The nonstick frying pan is easily one of the most clutch items in one's home culinary arsenal. They may seem like a recent invention, but nonstick pans date back over 2,000 years to the Roman Empire. Italian archaeologists recently discovered a production site for forerunner nonstick pans, bearing internal red-slip coatings, just outside of Naples, Italy. Discovery details the unearthing of these pan fragments.

The cookware was known as “Cumanae testae” or “Cumanae patellae,” (pans from the city of Cumae) and was mentioned in the first-century Roman cookbook De Re Coquinaria as the most suitable pans for making chicken stews. However, the pans from Cumae remained a mystery until 1975, when Giuseppe Pucci, archaeologist and professor of history of Greek and Roman art, attempted an identification. Pucci proposed that a pottery commonly known as Pompeian Red Ware which featured a heavy red-slip coating in the inside, was the “Cumanae testae” from historical sources.

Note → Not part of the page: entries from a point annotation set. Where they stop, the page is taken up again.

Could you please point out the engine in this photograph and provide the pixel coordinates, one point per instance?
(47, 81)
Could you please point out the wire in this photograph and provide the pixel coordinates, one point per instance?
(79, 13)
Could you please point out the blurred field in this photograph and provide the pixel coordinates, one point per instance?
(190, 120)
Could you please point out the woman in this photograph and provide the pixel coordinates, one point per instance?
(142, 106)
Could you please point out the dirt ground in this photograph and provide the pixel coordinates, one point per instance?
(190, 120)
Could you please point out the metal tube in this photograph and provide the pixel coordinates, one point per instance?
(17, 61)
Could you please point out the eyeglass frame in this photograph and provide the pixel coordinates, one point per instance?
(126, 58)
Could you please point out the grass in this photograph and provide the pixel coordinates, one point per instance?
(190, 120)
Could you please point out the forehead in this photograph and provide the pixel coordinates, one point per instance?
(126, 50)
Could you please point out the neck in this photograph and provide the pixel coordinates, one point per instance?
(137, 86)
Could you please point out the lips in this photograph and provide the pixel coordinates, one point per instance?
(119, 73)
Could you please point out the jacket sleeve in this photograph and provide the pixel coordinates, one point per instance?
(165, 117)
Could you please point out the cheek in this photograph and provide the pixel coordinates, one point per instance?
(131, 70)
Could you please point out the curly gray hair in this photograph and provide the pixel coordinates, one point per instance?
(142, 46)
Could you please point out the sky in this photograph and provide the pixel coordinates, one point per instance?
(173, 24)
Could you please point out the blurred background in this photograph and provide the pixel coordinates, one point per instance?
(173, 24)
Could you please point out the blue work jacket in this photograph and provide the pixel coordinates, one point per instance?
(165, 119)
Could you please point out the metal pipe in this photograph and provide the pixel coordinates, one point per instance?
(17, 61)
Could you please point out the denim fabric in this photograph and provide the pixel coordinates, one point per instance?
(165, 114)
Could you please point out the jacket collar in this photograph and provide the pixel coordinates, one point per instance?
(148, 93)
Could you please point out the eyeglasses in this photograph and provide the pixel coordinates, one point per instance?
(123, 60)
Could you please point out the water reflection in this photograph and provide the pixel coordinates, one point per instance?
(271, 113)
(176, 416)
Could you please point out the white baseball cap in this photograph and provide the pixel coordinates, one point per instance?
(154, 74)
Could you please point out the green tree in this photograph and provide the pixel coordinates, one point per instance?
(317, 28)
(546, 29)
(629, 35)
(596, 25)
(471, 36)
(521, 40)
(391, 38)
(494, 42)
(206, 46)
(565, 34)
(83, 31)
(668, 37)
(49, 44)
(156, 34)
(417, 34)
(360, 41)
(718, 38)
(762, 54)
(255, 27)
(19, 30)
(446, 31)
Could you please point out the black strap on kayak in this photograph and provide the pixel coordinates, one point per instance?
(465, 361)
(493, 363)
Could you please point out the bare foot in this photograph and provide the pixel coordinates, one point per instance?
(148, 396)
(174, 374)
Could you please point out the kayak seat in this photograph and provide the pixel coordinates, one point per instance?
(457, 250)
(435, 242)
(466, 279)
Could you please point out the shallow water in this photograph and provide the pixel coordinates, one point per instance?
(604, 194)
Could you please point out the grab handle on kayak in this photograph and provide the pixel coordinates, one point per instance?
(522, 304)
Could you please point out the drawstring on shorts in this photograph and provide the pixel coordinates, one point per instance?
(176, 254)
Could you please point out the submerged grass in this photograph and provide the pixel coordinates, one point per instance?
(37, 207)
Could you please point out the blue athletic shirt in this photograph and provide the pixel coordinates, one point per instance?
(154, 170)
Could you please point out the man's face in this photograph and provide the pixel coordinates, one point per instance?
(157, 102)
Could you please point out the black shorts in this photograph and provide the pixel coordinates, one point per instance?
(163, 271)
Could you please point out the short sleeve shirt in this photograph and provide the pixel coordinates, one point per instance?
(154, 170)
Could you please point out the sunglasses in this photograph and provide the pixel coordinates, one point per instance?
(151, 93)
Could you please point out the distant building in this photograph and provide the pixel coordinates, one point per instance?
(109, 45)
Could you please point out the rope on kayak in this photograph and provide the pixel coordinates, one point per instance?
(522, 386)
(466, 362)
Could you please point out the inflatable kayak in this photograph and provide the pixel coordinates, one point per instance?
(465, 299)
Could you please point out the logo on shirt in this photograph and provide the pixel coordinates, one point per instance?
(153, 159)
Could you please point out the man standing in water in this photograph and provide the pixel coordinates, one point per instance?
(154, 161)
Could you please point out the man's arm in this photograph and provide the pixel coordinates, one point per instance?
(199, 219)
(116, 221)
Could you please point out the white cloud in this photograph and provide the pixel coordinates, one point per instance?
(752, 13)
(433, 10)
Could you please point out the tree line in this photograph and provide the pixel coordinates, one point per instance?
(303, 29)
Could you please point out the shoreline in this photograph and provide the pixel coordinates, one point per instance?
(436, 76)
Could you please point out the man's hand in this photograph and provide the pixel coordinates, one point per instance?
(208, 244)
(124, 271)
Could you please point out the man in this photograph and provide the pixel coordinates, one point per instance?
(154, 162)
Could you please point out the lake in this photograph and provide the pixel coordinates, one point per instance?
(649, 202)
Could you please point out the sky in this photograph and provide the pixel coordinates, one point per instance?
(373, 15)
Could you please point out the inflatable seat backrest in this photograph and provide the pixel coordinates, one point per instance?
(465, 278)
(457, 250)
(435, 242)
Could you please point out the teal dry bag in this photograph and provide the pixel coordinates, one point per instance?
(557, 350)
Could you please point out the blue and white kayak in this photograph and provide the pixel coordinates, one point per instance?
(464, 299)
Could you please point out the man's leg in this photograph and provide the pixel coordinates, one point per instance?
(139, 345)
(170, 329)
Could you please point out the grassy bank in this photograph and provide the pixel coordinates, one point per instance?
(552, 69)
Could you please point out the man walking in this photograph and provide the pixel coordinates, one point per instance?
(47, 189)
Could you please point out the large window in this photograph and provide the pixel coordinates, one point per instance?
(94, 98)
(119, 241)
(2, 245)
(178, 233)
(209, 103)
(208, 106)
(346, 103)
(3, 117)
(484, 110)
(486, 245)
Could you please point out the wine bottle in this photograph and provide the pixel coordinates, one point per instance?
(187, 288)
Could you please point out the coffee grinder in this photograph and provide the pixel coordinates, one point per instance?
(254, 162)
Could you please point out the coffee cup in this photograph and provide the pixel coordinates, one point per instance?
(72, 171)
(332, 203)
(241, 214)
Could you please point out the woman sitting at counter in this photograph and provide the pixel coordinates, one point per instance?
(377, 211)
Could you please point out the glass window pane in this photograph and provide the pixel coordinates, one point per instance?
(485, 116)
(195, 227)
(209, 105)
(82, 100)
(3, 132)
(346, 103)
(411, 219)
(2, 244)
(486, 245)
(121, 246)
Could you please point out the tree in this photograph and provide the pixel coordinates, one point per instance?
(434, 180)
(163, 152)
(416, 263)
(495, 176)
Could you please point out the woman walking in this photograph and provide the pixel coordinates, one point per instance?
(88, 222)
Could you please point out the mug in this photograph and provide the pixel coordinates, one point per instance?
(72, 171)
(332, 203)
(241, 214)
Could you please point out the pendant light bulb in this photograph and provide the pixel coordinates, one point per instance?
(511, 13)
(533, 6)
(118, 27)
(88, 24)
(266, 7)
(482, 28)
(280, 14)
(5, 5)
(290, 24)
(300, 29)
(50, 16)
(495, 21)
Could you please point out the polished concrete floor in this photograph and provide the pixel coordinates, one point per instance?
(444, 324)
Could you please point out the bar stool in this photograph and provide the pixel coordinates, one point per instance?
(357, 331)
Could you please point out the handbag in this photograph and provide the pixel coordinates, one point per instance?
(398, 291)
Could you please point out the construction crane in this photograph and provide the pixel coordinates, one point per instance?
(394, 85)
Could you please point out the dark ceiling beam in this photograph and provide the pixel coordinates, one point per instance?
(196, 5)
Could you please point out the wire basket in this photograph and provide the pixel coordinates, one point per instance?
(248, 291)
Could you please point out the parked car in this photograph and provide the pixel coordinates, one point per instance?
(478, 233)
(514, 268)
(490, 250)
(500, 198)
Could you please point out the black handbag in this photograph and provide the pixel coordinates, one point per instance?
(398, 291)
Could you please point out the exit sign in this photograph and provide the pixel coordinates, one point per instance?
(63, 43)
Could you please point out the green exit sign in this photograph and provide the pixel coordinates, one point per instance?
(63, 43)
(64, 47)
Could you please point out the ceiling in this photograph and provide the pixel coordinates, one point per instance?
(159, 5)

Now Marco Giglio, Giovanni Borriello and Stefano Iavarone, archaeologists at the University of Naples “L’Orientale,” have found evidence in Cumae to support Pucci’s identification. “We found a dump site filled with internal red-slip cookware fragments. The dumping was used by a pottery factory. This shows for the first time the Cumanae patellae were indeed produced in this city,” Giglio told Discovery News.